NEW YORK (AP) -- After eight straight weeks of gains, the stock market pullback long anticipated by investors may have arrived.
Stocks fell Tuesday, dragged lower by the Detroit automakers and consumer-focused companies such as GameStop and Amazon.com. The market could be headed for its first weekly decline since early October, putting at risk a remarkable rally that has sent indexes to record highs.
The declines do not come as a surprise to large investors, many of whom have predicted a pullback. The Standard & Poor's 500 index has surged 26 percent in 2013, on track for its best year in a decade.
If stocks paused, declined or even entered a "correction," a Wall Street term for when an index falls 10 percent or more, it would be normal after eight straight weeks of gains.
"The markets may have stalled out here, but that must be taken in the context of what has been a great year," said Alec Young, global equity strategist with S&P Capital IQ.
The Dow Jones industrial average lost 94.15 points, or 0.6 percent, to 15,914.62. The S&P 500 index fell 5.75 points, or 0.3 percent, to 1,795.15 and the Nasdaq composite fell 8.06 points, or 0.2 percent, to 4,037.20.
Companies that depend heavily on consumer spending had some of the biggest losses. GameStop, the video game retailer, sank $1.02, or 2 percent, to $45.95, one of the worst declines in the S&P 500 index. Amazon.com fell $7.64, or 2 percent, to $384.66.
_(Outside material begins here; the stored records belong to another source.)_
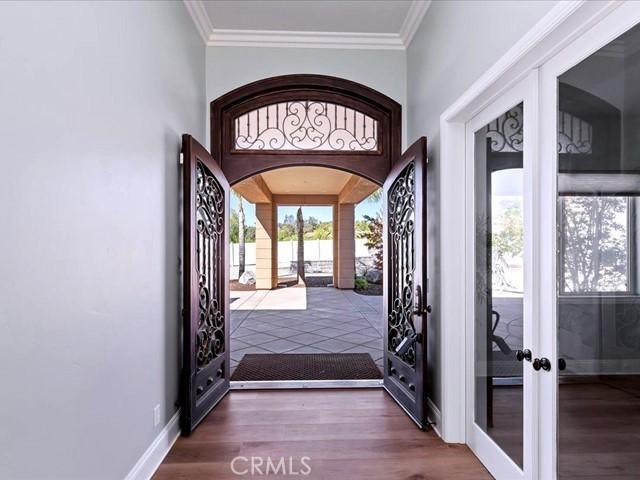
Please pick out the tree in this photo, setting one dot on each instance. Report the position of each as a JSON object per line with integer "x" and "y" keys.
{"x": 373, "y": 235}
{"x": 362, "y": 228}
{"x": 300, "y": 229}
{"x": 594, "y": 241}
{"x": 507, "y": 241}
{"x": 241, "y": 234}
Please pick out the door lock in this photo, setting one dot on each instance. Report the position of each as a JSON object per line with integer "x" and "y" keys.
{"x": 407, "y": 342}
{"x": 418, "y": 308}
{"x": 523, "y": 355}
{"x": 541, "y": 363}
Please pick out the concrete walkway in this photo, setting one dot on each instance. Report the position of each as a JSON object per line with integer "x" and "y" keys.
{"x": 305, "y": 320}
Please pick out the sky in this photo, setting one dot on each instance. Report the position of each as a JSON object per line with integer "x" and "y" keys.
{"x": 324, "y": 214}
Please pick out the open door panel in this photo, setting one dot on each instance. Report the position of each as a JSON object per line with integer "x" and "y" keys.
{"x": 205, "y": 365}
{"x": 405, "y": 275}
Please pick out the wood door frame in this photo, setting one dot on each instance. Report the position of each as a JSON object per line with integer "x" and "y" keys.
{"x": 373, "y": 165}
{"x": 554, "y": 31}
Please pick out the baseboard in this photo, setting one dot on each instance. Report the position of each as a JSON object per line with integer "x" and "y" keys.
{"x": 151, "y": 459}
{"x": 433, "y": 415}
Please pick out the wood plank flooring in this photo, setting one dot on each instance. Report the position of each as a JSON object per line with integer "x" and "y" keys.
{"x": 347, "y": 435}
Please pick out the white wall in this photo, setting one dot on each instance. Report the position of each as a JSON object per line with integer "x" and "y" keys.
{"x": 94, "y": 97}
{"x": 455, "y": 44}
{"x": 231, "y": 67}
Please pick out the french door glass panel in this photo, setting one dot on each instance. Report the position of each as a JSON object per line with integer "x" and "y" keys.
{"x": 598, "y": 295}
{"x": 499, "y": 281}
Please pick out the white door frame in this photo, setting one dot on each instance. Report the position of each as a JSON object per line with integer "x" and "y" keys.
{"x": 563, "y": 23}
{"x": 609, "y": 28}
{"x": 494, "y": 458}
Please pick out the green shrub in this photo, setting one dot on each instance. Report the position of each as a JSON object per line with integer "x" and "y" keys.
{"x": 361, "y": 283}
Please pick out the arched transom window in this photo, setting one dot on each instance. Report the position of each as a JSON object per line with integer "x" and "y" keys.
{"x": 306, "y": 125}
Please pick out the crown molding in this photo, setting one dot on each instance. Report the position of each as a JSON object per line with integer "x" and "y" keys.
{"x": 412, "y": 21}
{"x": 292, "y": 39}
{"x": 215, "y": 37}
{"x": 200, "y": 18}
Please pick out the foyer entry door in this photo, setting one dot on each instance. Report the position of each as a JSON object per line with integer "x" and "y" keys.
{"x": 502, "y": 352}
{"x": 405, "y": 281}
{"x": 205, "y": 363}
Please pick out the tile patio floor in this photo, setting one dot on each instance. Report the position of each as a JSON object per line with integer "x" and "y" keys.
{"x": 305, "y": 320}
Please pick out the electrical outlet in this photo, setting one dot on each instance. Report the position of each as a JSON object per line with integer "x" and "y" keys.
{"x": 156, "y": 415}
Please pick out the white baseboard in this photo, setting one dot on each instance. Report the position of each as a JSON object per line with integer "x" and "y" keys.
{"x": 151, "y": 459}
{"x": 433, "y": 415}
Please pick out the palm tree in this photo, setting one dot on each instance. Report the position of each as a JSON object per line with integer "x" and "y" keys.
{"x": 375, "y": 196}
{"x": 300, "y": 230}
{"x": 241, "y": 229}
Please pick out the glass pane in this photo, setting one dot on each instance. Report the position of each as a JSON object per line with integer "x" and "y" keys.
{"x": 499, "y": 280}
{"x": 598, "y": 296}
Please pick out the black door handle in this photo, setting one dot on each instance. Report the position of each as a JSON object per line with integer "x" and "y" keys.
{"x": 541, "y": 363}
{"x": 523, "y": 355}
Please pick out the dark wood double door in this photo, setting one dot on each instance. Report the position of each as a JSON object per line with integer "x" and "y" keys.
{"x": 206, "y": 321}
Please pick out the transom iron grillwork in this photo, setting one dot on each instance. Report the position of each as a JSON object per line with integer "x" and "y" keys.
{"x": 306, "y": 125}
{"x": 209, "y": 250}
{"x": 574, "y": 134}
{"x": 401, "y": 222}
{"x": 505, "y": 131}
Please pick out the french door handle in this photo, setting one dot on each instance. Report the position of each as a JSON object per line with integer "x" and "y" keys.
{"x": 541, "y": 363}
{"x": 523, "y": 355}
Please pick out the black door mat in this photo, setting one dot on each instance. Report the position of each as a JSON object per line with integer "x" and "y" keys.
{"x": 306, "y": 366}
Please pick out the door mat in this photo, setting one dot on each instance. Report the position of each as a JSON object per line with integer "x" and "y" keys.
{"x": 306, "y": 366}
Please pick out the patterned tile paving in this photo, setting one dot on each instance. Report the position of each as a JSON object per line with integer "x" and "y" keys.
{"x": 305, "y": 320}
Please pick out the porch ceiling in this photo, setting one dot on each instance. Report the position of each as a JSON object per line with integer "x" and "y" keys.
{"x": 307, "y": 180}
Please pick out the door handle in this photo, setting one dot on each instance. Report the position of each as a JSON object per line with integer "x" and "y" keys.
{"x": 418, "y": 308}
{"x": 541, "y": 363}
{"x": 523, "y": 355}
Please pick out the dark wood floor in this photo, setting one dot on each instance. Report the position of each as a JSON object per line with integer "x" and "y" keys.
{"x": 348, "y": 435}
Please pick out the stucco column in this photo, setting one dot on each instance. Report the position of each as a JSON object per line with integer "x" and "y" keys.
{"x": 266, "y": 246}
{"x": 344, "y": 258}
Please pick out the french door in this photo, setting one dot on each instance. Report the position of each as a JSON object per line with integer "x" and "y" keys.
{"x": 553, "y": 264}
{"x": 205, "y": 364}
{"x": 501, "y": 286}
{"x": 590, "y": 251}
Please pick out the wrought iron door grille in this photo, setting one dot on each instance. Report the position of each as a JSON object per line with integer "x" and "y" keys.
{"x": 210, "y": 262}
{"x": 401, "y": 222}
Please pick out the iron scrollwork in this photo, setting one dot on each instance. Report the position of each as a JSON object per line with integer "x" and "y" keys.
{"x": 306, "y": 125}
{"x": 210, "y": 223}
{"x": 401, "y": 223}
{"x": 574, "y": 134}
{"x": 505, "y": 132}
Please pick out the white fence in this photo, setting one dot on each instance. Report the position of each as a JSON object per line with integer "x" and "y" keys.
{"x": 314, "y": 251}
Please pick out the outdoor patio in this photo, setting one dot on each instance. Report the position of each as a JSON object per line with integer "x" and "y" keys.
{"x": 305, "y": 320}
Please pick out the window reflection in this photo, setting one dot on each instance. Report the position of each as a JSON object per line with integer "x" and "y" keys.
{"x": 598, "y": 300}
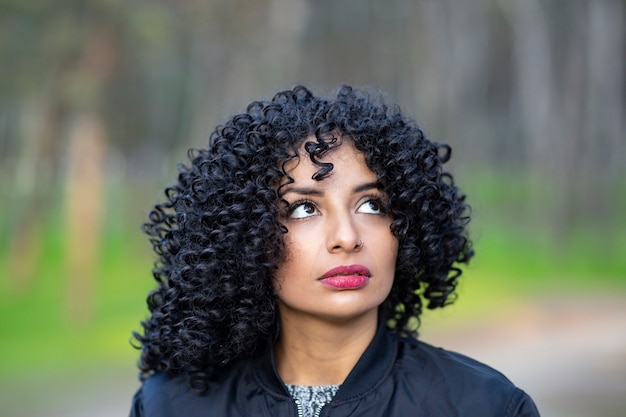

Automakers fell. General Motors lost 97 cents, or 3 percent, to $38.14. Ford fell 50 cents, or 3 percent, to $16.56, despite what auto industry analysts considered mostly positive sales reports for November.
The sell-off in auto stocks was a surprise to industry analysts. Chrysler sales rose 16 percent in November compared with a year earlier, while GM and Ford's sales increased 14 percent and 7 percent, respectively. Overall, the industry reported a 9 percent year-over-year sales gain.
Investors are waiting for several economic reports later this week that could influence whether the Federal Reserve will pare back its $85 billion-a-month bond-buying program. The program is designed to keep interest rates low and stimulate the economy.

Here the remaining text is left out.